Cloud One - Conformity platform best practice rules
Conformity ensures best practice of the usage of its own solution by checking the following rules
- Cloud Conformity API Keys Rotation (30 Days)
Ensure Cloud Conformity API keys are rotated on a periodic basis as a security best practice.
- Add All AWS Accounts to Cloud Conformity
Ensure that all AWS accounts are added to your Cloud Conformity subscription.
- Users signed in to Conformity from an approved country
Conformity user authentication from a non-approved country has been detected.
- Conformity user has signed in without MFA
Conformity user authentication without MFA has been detected.
- Monitor Cloud Conformity Configuration Changes
Rule administrative configuration changes have been detected within your Cloud Conformity account.
- Cloud Conformity Custom Policy Version
Ensure that your AWS account is using the latest version of Cloud Conformity custom access policy.

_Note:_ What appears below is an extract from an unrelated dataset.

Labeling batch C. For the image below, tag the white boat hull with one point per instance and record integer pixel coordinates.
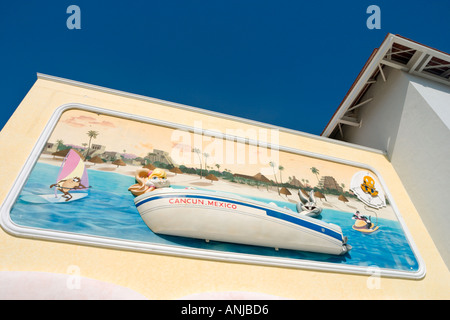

- Trend Micro Cloud One™ – Conformity Insufficient Access Permissions
Ensure that the Conformity Bot has all the permissions required to perform its latest checks.
- Enable Cloud Conformity Multi-Factor Authentication
Ensure that Multi-Factor Authentication (MFA) is enabled to secure your Cloud Conformity account.
- Real-Time Monitoring EventBridge Rule Configuration
Ensure each AWS region has the Conformity Real-Time Monitoring EventBridge rule correctly configured.